Unless when one becomes desensitized to taste or even to quality because of the intensity of hunger, every meal eaten feels like a waste to me. For if I can afford to prefer what I eat, which means having the energy to refuse certain foods, it means I am not truly hungry.

― Atrona Grizel

I do not like the conventional sense of inward freedom. A star’s loosening unravels it, leading inevitably to its explosion, scattering its matter and bringing about its destruction. Because of this, I prefer inward martial law—like being the emperor of my own empire. And thus, I am the most free of all. For the more dictatorial a mind is toward its own “people,” the more truly liberated it becomes within.

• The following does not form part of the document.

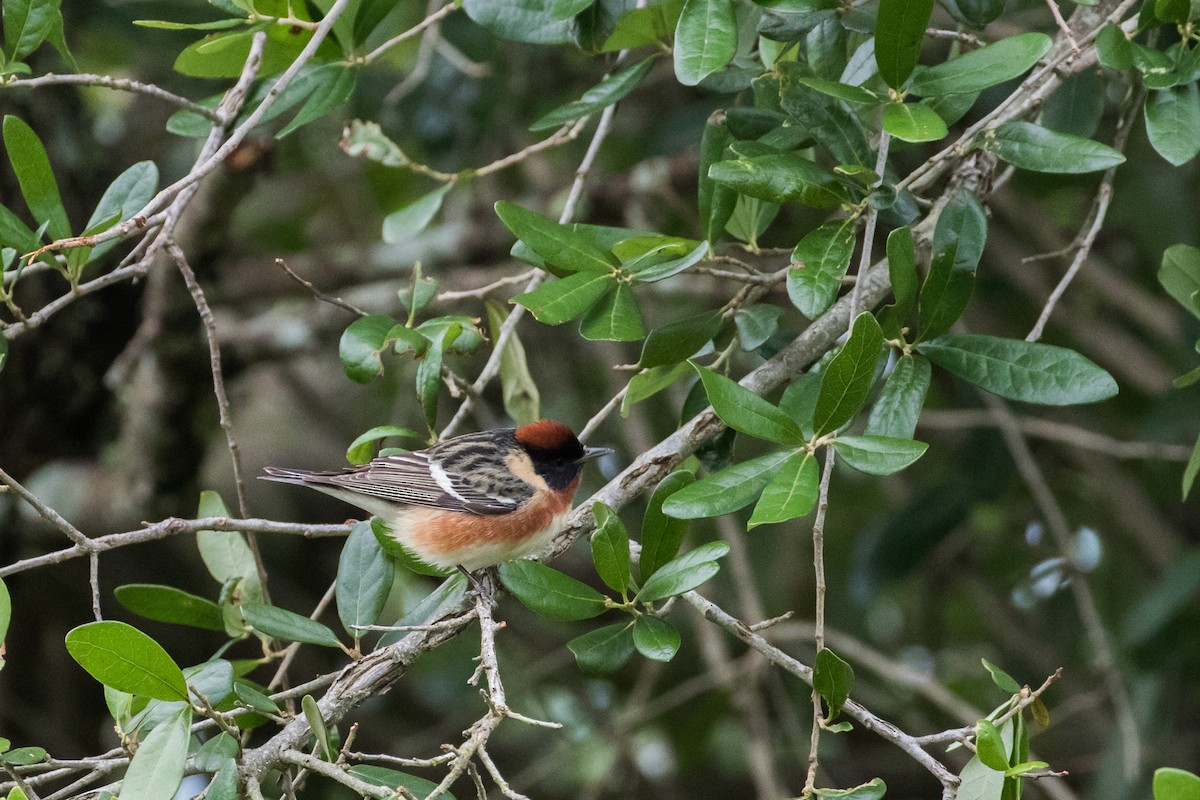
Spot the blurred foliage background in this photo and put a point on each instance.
(928, 571)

Nothing could be more perverse and humiliating than introducing democracy into a place that is entirely mine, for the only genuine freedom in one’s inner world is absolute self-governance with no outsider interference—or, in other words, “mental totalitarianism.”

― Atrona Grizel

I have always writhed not in torture, but in forgottenness and disconnection. I do not live in a nightmare, but in a flat, colorless machine. And this machine contains nothing. There is so much nothing that I even long for a nightmare as a form of stimulus.

― Atrona Grizel

True nihilism is not believing even in nihilism itself. When even this all-devouring concept is seen as an excess in itself, one passes beyond the existence of nothingness, and thus even emptiness ceases to remain.

― Atrona Grizel

Even while grieving, I secretly feel joy, because I know that peculiar sensation—the joy that sorrow brings—known only to those whose artistic gaze encourages a deep celebration of being.

― Atrona Grizel

I possess not calmness but solidity under pressure. For the sake of that solidity, I trigger an inner panic, and thus, in a state akin to mobilization, my entire inner world seems as if it’s trying to hold me up with its hands—because if it withdrew, I would instantly collapse. Still, I remain standing. If I had stayed calm in battle, I would have already fallen, for I would not have seen it as something to fight.